# Partage familial iCloud+ avec un nouveau compte enfant



## bobo80 (3 Juillet 2022)

Bonjour,

Je partage mon forfait iCloud+ 2To avec des membres de ma famille, mais le problème, c'est que j'ai crée un nouveau compte enfant, et que lui reste avec un forfait gratuit de 5Go, je ne comprends pas...


----------



## Crunch Crunch (13 Juillet 2022)

- Maximum 6 personnes dans la famille, il me semble.

Peux-tu détailler le problème un peu plus. Vois-tu le "compte enfant" en question dans la partie "Parage familial" depuis ton Mac, par exemple ?


----------



## bobo80 (21 Juillet 2022)

Crunch Crunch a dit:


> - Maximum 6 personnes dans la famille, il me semble.
> 
> Peux-tu détailler le problème un peu plus. Vois-tu le "compte enfant" en question dans la partie "Parage familial" depuis ton Mac, par exemple ?
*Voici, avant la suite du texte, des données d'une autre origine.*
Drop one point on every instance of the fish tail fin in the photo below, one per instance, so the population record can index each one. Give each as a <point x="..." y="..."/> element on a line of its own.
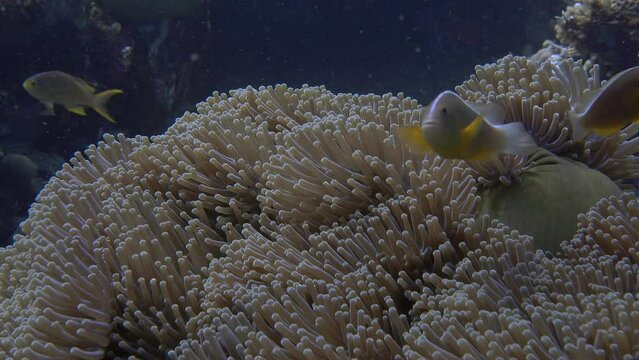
<point x="100" y="100"/>
<point x="579" y="131"/>
<point x="517" y="140"/>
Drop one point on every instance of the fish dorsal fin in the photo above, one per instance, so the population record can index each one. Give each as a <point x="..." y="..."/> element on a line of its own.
<point x="493" y="113"/>
<point x="586" y="100"/>
<point x="412" y="135"/>
<point x="79" y="110"/>
<point x="83" y="84"/>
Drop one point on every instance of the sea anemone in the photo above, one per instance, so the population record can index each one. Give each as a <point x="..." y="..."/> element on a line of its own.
<point x="292" y="223"/>
<point x="542" y="195"/>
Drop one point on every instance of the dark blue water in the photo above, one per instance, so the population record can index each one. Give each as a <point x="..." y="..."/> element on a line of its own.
<point x="166" y="64"/>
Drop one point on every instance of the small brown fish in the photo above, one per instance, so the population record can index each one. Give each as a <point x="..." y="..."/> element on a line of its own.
<point x="57" y="87"/>
<point x="608" y="109"/>
<point x="456" y="129"/>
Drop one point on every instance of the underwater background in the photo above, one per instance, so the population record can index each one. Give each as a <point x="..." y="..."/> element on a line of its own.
<point x="197" y="179"/>
<point x="167" y="55"/>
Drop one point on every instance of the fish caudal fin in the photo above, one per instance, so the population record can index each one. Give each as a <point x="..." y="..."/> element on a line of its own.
<point x="579" y="131"/>
<point x="100" y="100"/>
<point x="79" y="110"/>
<point x="517" y="140"/>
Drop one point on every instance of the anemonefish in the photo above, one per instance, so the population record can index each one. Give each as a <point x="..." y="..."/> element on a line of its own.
<point x="606" y="110"/>
<point x="457" y="129"/>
Hello, en faite c'est bon, dans un premier temps, ca affichait qu'il n'y avait pas de partage iCloud, ensuite ca affichait partage iCloud pas utilisé, puis je l'ai activé pour chaque compte, j'ai cru que c'était automatique ;-)


----------



## BORISJ (30 Août 2022)

Bonjour,
J'ai le même problème que vous, comment avez-vous fait pour activer le partage iCloud pour votre enfant ? Aussi quel âge a votre enfant (moins de 13 ans?) le mien en a 10 et je suis limité à 5Go alors qu'il fait bien parti du partage familial.
MErci


----------